Kendisini işine adamış, yapıp kazandırdığı her eser ile ancak rahatlayabilen, sineği bile incitmekten imtina eden bu insan; üstelik bir ramazan günü, hem bir başkasının canına, hem de kendi canına kıyacak kadar, nasıl gözü dönebilirdi?
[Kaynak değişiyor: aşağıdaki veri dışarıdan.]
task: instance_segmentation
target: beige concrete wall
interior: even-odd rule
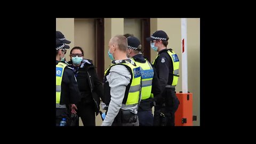
[[[142,42],[142,21],[141,19],[124,19],[124,34],[132,34]]]
[[[178,54],[180,60],[180,75],[182,74],[181,33],[180,18],[153,18],[150,19],[150,34],[157,30],[165,31],[169,40],[167,48],[171,48]],[[197,121],[194,125],[200,125],[200,20],[188,19],[188,87],[193,93],[193,115],[197,116]],[[151,62],[157,52],[150,50]],[[182,91],[182,76],[180,77],[176,86],[176,91]]]
[[[94,19],[75,19],[75,46],[81,47],[84,51],[84,58],[92,60],[94,65],[95,35]]]
[[[68,44],[70,49],[67,50],[65,54],[66,60],[70,60],[69,56],[71,48],[74,46],[74,18],[56,18],[56,30],[61,31],[65,38],[71,43]]]
[[[150,19],[150,36],[154,32],[157,30],[157,19],[152,18]],[[150,49],[150,60],[151,63],[153,62],[153,60],[156,58],[157,55],[157,52],[154,51],[152,49]]]
[[[187,19],[188,87],[193,93],[194,125],[200,125],[200,19]]]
Rabbim; günahlarını affetsin, rahmetini esirgemesin! O, devletini severdi. İnşallah ödediği bu bedel, canından çok sevdiği devletinin ilgili makamlarında bulunan kimi yetkili ve sorumluların da uyanmalarına, silkinmelerine vesile olur! Hiç birimiz o makamların, o koltukların ebedi sahipleri değiliz. Üzerinde uyumaya başladığımız o koltuk, bizi gaflete düşürüyorsa; bilinmelidir ki şeytan ayağa kalkmıştır ve iş başındadır. Allah, bizi çaresizliklerini, tükenişlerini kayıtsızca seyrettiğimiz bu insanlardan dolayı bizi affetsin!
Vakit, yükselen çığlıkları duyma vaktidir. Vakit, sağırlığımıza son verme vaktidir. Ve vakit: İnsanı tüketme değil; İNSANI YAŞATMA VAKTİDİR!
Erdal ÇİL
[email protected]
YORUMLAR
Henüz yorum yapılmamış.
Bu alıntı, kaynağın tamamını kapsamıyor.